Session 2: May 7 – June 1

Session 3: August 20 – September 14

The Fundamentals of Collection Development and Management addresses the basic components of these important areas of responsibility in libraries. Components include complete definition of collection development and collection management; collections policies and budgets as part of library planning; collection development (selecting for and building collections); collection management (e.g., making decisions after materials are selected, including decisions about withdrawal, transfer, preservation); collection analysis—why and how to do it; outreach, liaison, and marketing; and some suggestions about the future for collection development and management.

This course is sponsored by Coutts-Ingram.

Fundamentals of Preservation
Session 1: March 26 – April 20
Session 2: May 21 – June 15

The Fundamentals of Preservation introduces participants to the principles, policies and practices of preservation in libraries and archives.  The course is designed to inform all staff, across divisions and departments and at all levels of responsibility.

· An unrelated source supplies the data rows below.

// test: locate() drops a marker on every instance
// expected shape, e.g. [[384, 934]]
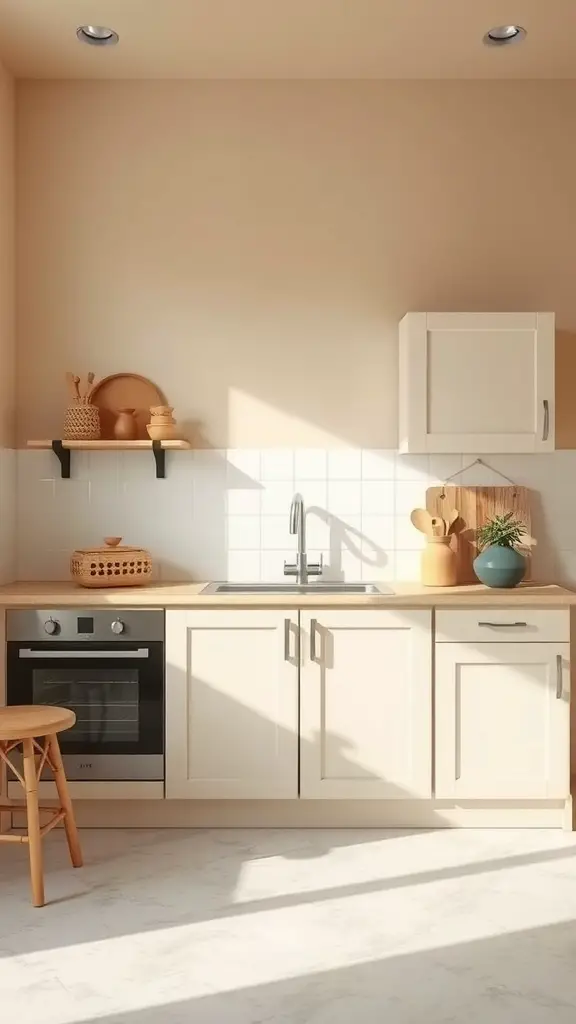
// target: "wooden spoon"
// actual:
[[451, 522], [71, 387], [89, 389], [422, 520], [438, 525]]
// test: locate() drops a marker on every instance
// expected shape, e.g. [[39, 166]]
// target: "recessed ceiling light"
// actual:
[[503, 35], [96, 35]]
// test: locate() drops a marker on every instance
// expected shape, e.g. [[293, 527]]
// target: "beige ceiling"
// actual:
[[278, 39]]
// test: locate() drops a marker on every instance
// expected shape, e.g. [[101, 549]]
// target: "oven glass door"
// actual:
[[117, 694]]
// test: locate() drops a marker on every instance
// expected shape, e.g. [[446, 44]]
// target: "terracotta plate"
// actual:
[[125, 391]]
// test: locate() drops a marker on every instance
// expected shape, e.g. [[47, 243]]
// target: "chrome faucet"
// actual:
[[300, 567]]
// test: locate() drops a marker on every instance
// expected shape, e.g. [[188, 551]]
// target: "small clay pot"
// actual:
[[125, 428], [162, 431]]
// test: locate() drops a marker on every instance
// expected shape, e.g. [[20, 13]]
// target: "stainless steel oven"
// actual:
[[109, 668]]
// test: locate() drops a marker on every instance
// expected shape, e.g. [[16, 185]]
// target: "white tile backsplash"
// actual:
[[344, 497], [223, 514]]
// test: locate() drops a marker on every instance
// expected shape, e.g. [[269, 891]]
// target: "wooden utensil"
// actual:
[[89, 388], [421, 519], [451, 520], [438, 526], [71, 386], [470, 507]]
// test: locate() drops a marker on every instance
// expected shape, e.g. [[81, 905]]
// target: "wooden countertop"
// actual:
[[182, 595]]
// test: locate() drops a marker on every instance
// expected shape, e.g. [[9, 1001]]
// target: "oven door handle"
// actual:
[[85, 654]]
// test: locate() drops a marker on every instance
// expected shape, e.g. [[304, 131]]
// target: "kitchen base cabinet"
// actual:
[[232, 705], [502, 721], [366, 705]]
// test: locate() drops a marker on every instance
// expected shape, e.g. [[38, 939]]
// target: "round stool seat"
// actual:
[[25, 721]]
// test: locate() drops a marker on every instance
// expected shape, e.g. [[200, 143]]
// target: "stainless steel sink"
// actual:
[[293, 588]]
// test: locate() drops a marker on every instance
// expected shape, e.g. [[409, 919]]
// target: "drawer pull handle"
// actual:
[[546, 426], [313, 625], [287, 623], [504, 626]]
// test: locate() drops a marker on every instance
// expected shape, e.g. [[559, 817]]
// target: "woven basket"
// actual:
[[81, 423], [111, 565]]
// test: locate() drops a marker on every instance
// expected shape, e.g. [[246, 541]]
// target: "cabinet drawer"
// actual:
[[503, 626]]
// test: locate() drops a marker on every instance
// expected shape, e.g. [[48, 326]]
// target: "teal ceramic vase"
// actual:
[[498, 566]]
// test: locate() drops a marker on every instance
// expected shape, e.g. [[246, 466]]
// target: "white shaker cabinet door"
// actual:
[[502, 721], [366, 705], [232, 705], [477, 382]]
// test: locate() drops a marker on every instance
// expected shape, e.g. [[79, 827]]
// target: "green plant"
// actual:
[[503, 530]]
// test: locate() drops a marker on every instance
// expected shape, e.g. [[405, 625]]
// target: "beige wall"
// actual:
[[7, 382], [252, 246]]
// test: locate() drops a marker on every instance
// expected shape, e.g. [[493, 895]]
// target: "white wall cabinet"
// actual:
[[232, 705], [477, 382], [366, 705], [502, 721]]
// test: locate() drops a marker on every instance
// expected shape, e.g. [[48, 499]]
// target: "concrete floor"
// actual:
[[247, 927]]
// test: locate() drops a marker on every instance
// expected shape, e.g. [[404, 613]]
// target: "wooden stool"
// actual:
[[22, 726]]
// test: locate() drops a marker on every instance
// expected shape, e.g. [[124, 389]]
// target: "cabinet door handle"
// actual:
[[546, 426], [503, 626], [313, 625], [287, 631]]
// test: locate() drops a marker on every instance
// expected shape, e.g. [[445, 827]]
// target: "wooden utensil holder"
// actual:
[[439, 564]]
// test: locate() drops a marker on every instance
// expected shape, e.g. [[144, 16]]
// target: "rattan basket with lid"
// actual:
[[113, 565]]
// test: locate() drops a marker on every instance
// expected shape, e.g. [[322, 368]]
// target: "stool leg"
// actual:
[[66, 803], [34, 840]]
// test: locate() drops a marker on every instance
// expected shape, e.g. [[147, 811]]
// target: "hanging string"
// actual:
[[477, 462]]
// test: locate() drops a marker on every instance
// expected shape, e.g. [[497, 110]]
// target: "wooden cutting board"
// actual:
[[476, 505]]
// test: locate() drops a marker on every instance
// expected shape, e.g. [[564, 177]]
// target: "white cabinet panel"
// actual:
[[477, 382], [232, 705], [502, 721], [366, 705]]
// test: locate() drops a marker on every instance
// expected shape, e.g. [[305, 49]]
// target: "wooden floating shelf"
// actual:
[[63, 450]]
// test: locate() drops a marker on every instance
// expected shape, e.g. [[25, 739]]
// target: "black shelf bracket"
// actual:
[[63, 455], [160, 458]]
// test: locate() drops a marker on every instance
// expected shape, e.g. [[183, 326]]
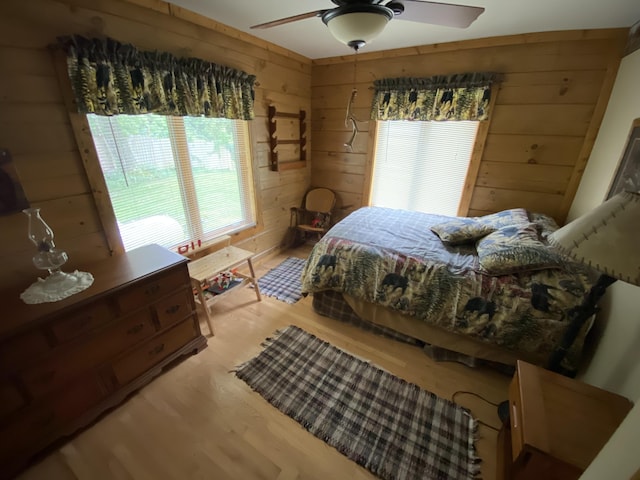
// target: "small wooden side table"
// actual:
[[207, 267], [557, 425]]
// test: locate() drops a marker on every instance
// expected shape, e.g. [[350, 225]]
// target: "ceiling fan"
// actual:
[[357, 22]]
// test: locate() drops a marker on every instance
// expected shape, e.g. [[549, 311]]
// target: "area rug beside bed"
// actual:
[[283, 282], [389, 426]]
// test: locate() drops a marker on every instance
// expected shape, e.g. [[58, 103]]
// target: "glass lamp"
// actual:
[[58, 284]]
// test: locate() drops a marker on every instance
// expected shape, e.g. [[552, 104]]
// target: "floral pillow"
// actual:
[[545, 224], [461, 230], [514, 216], [514, 249]]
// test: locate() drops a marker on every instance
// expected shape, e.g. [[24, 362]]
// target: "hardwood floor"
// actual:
[[198, 421]]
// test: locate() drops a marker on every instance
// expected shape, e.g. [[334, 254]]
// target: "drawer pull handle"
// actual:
[[46, 377], [135, 329], [156, 350], [173, 309], [81, 323], [44, 420], [152, 290]]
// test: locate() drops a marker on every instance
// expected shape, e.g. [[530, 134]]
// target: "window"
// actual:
[[175, 180], [422, 166]]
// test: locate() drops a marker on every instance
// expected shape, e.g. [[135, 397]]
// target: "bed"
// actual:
[[487, 288]]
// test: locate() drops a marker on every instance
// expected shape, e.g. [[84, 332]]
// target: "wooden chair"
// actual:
[[314, 216]]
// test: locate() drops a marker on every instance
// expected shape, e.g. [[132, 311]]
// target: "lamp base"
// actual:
[[57, 286]]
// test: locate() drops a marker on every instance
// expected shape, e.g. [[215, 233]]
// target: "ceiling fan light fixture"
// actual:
[[357, 25]]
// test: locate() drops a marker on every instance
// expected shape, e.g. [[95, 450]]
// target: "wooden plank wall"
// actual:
[[35, 126], [548, 110]]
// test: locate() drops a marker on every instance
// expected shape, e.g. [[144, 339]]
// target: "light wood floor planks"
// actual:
[[198, 421]]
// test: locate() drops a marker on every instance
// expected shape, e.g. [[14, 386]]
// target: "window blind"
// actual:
[[422, 166], [175, 180]]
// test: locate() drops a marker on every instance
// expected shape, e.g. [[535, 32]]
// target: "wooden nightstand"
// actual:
[[557, 425]]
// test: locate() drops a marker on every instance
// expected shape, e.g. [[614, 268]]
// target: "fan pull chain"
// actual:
[[350, 118]]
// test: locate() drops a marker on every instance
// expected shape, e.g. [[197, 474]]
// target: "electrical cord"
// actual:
[[453, 399]]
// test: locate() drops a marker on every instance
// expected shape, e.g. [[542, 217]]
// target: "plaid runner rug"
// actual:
[[387, 425], [283, 282]]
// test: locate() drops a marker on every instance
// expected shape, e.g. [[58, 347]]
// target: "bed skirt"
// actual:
[[438, 344]]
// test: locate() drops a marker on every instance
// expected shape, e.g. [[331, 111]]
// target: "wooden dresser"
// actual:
[[64, 363], [557, 425]]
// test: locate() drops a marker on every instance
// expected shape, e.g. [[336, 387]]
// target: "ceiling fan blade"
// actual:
[[294, 18], [447, 14]]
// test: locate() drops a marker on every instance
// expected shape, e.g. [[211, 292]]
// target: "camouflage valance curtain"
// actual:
[[455, 97], [110, 78]]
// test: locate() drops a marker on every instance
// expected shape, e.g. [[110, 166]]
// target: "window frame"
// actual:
[[470, 182], [104, 206]]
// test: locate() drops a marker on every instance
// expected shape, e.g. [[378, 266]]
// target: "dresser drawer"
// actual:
[[152, 290], [49, 416], [152, 352], [21, 349], [174, 308], [81, 322], [10, 399], [63, 365]]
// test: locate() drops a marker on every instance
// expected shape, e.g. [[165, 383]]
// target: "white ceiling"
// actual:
[[311, 38]]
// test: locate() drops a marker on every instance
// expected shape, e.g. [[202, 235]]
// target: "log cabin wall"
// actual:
[[35, 126], [547, 112]]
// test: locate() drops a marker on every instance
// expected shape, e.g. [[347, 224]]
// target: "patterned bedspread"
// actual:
[[392, 258]]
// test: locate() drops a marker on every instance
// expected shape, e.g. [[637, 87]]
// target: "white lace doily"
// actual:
[[56, 287]]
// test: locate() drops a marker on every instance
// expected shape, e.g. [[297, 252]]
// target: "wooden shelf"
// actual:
[[274, 162]]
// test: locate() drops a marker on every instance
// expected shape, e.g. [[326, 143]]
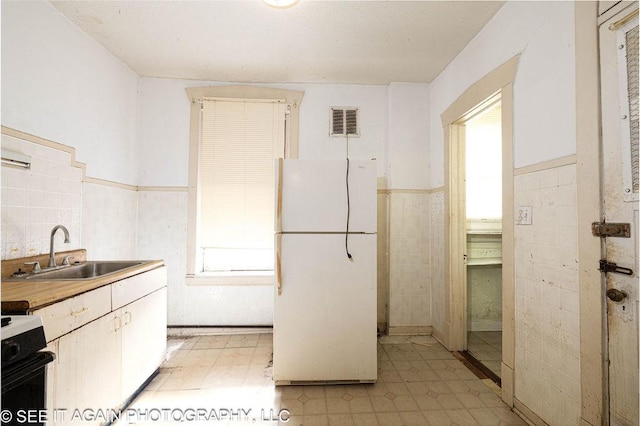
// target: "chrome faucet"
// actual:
[[52, 254]]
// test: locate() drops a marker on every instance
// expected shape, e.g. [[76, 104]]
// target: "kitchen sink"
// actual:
[[84, 270]]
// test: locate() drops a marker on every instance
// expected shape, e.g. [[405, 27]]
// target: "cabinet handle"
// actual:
[[127, 318], [80, 312]]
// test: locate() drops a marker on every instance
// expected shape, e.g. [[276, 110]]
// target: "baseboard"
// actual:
[[527, 415], [179, 331], [410, 330], [485, 325]]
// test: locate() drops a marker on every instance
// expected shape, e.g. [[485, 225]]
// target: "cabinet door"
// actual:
[[144, 339], [88, 370]]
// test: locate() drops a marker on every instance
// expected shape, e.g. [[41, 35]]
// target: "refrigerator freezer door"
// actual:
[[312, 196], [325, 316]]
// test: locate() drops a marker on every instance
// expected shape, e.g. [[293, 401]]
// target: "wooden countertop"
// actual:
[[31, 294]]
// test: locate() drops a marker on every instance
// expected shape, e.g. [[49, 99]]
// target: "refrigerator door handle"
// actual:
[[280, 166], [278, 263]]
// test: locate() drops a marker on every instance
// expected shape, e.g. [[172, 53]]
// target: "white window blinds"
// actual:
[[240, 140]]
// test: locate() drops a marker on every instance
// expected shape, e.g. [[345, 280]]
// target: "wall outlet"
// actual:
[[523, 215]]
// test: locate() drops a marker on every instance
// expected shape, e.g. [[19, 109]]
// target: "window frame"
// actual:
[[195, 95]]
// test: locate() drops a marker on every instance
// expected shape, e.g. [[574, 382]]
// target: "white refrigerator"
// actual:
[[325, 317]]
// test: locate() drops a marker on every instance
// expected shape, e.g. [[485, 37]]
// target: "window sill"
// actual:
[[230, 279]]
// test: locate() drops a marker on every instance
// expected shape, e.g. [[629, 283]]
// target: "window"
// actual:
[[236, 134]]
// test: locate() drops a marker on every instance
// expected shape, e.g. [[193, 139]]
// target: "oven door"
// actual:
[[24, 388]]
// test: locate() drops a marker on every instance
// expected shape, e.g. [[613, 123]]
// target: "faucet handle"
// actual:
[[36, 266]]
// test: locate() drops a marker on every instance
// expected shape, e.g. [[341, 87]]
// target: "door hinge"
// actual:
[[603, 229], [612, 267]]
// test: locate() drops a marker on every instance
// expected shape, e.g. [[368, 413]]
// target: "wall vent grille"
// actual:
[[345, 122]]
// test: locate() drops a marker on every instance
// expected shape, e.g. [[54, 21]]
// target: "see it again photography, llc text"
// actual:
[[134, 415]]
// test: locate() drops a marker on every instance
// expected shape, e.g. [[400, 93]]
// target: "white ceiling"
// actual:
[[351, 42]]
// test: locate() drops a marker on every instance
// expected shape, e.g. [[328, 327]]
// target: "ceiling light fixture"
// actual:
[[280, 4]]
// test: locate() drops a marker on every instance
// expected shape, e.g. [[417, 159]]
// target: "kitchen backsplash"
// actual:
[[35, 200]]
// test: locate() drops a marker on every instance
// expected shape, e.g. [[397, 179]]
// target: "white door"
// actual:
[[325, 313], [619, 94]]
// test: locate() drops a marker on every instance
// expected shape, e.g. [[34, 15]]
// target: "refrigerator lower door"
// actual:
[[325, 314]]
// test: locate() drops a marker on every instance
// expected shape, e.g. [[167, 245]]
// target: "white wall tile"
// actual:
[[37, 199], [409, 262], [547, 299], [109, 220]]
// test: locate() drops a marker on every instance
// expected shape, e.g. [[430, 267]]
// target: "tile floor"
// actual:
[[486, 347], [226, 380]]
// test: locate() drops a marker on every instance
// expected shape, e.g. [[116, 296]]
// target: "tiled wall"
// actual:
[[547, 301], [109, 216], [409, 261], [162, 231], [37, 199], [437, 261]]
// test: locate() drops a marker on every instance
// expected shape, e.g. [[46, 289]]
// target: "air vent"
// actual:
[[344, 122]]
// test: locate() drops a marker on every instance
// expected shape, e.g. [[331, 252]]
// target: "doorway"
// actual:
[[495, 86], [620, 182], [483, 196]]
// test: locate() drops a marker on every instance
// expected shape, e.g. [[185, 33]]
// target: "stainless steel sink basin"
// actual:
[[85, 270]]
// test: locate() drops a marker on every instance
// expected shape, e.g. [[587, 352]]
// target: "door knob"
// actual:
[[616, 295]]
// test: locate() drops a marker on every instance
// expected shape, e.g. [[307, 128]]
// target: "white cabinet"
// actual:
[[88, 369], [101, 361], [143, 342]]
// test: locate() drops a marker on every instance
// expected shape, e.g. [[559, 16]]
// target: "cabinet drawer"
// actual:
[[63, 317], [133, 288]]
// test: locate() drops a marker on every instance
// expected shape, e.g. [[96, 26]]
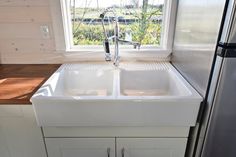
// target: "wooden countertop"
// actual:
[[18, 82]]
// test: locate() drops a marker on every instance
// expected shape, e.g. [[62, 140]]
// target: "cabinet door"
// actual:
[[151, 147], [80, 147], [19, 134]]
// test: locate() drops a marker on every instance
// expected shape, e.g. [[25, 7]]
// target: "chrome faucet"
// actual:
[[115, 38]]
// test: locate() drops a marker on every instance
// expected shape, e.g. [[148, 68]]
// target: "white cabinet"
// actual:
[[151, 147], [80, 147], [124, 147], [19, 134]]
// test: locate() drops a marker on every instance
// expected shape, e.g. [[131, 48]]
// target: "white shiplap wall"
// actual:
[[20, 38], [21, 41]]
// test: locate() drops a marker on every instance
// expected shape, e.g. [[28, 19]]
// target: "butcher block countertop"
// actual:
[[18, 82]]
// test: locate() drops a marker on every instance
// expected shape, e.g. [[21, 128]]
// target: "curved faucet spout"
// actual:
[[115, 38]]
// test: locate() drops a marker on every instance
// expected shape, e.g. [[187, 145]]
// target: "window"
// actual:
[[143, 21]]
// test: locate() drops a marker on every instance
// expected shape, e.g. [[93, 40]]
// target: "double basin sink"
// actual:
[[133, 94]]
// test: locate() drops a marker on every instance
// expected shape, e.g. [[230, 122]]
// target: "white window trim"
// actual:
[[63, 37]]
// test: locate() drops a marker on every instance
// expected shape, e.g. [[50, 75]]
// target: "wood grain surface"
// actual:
[[18, 82]]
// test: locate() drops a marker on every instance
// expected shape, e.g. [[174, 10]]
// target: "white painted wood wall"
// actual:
[[20, 37], [21, 41]]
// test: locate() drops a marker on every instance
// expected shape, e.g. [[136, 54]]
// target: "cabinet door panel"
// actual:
[[151, 147], [19, 134], [80, 147]]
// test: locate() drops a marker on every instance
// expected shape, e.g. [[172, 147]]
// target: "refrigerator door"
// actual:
[[228, 36], [220, 140]]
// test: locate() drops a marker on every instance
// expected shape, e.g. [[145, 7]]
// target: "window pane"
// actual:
[[139, 20]]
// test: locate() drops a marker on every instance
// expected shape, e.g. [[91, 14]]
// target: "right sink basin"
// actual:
[[151, 83]]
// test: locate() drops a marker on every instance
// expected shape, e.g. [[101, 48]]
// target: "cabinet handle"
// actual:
[[123, 152], [108, 152]]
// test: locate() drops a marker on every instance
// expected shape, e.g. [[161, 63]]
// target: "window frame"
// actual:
[[64, 40]]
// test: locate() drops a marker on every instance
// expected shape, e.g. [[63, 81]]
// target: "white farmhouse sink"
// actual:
[[134, 94]]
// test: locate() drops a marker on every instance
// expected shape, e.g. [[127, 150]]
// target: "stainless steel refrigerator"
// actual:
[[217, 134]]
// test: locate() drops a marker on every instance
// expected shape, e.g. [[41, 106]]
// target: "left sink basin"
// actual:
[[88, 82]]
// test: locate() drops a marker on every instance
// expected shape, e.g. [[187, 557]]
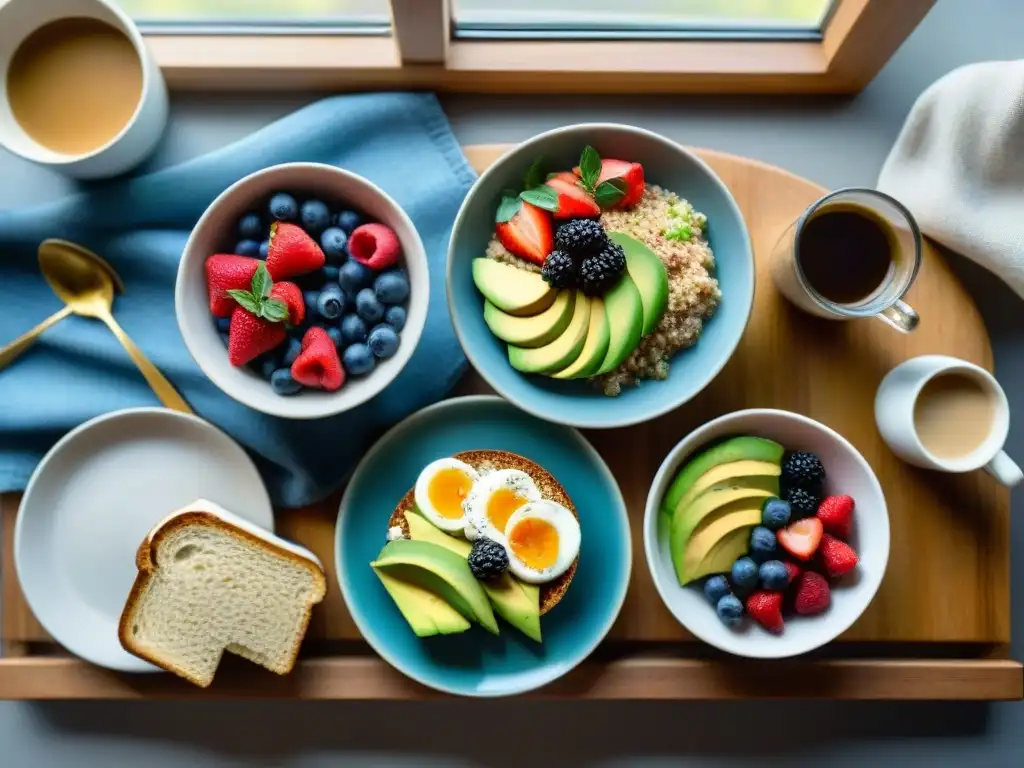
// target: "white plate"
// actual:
[[93, 499]]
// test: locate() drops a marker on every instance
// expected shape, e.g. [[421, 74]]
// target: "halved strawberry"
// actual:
[[527, 233], [573, 202]]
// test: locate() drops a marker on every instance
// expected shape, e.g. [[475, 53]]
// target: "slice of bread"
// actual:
[[209, 582], [552, 592]]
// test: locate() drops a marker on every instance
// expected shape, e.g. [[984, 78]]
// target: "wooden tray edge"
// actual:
[[366, 678]]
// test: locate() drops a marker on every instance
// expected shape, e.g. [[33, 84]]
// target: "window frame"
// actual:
[[859, 38]]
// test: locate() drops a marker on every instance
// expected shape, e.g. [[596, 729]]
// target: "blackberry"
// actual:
[[559, 269], [600, 271], [803, 502], [580, 237], [804, 470], [487, 559]]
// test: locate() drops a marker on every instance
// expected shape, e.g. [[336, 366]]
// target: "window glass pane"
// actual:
[[765, 16], [290, 12]]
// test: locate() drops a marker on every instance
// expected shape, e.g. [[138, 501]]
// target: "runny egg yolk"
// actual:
[[535, 543], [446, 492], [501, 505]]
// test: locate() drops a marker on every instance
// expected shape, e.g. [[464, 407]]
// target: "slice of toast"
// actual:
[[552, 592], [209, 582]]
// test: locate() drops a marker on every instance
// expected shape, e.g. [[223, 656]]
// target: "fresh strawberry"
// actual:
[[250, 336], [573, 202], [291, 295], [813, 595], [317, 365], [292, 252], [766, 608], [801, 539], [375, 245], [837, 556], [836, 513], [225, 272], [527, 233]]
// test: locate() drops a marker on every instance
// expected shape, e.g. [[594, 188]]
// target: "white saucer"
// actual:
[[93, 499]]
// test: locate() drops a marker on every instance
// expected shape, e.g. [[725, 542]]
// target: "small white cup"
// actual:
[[18, 18], [894, 409]]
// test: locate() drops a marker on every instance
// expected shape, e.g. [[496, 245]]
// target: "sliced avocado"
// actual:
[[512, 290], [625, 310], [594, 348], [559, 352], [535, 331], [648, 273], [441, 571], [424, 610], [738, 514], [734, 449]]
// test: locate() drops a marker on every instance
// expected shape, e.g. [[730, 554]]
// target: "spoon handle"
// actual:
[[26, 340], [164, 390]]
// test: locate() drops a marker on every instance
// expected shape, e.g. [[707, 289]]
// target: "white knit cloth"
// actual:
[[958, 166]]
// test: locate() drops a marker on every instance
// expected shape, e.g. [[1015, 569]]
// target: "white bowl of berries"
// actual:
[[766, 534], [302, 291]]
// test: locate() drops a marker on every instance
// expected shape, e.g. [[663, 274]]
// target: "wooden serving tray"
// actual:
[[938, 629]]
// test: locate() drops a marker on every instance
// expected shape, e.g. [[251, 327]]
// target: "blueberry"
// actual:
[[315, 216], [391, 288], [716, 588], [763, 544], [358, 359], [395, 316], [368, 306], [248, 248], [775, 514], [292, 351], [773, 574], [284, 207], [333, 241], [353, 275], [331, 303], [730, 610], [251, 227], [348, 220], [383, 342], [744, 573], [283, 383], [353, 330]]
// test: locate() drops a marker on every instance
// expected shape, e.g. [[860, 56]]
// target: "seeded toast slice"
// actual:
[[552, 592]]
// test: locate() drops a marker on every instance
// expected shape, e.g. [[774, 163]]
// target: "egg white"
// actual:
[[477, 521], [422, 495], [567, 528]]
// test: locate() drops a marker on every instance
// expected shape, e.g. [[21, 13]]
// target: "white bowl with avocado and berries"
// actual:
[[766, 534], [302, 291]]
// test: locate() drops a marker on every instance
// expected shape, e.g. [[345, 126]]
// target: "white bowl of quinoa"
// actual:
[[684, 215]]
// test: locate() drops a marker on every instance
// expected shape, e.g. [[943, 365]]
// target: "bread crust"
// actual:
[[145, 561], [552, 592]]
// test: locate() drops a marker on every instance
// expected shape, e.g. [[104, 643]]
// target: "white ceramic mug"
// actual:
[[894, 413], [18, 18]]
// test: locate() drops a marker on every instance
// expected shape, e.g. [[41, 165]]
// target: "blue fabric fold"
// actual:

It provides tools to begin extending the useful life of library collections.  Components include preservation as a formal library function and how it reflects and supports the institutional mission; the primary role of preventive care, including good storage conditions, emergency planning and careful handling of collections; the history and manufacture of physical formats and how this impacts preservation options; standard methods of care and repair, as well as reformatting options; and challenges in preserving digital content and what the implications are for the future of scholarship.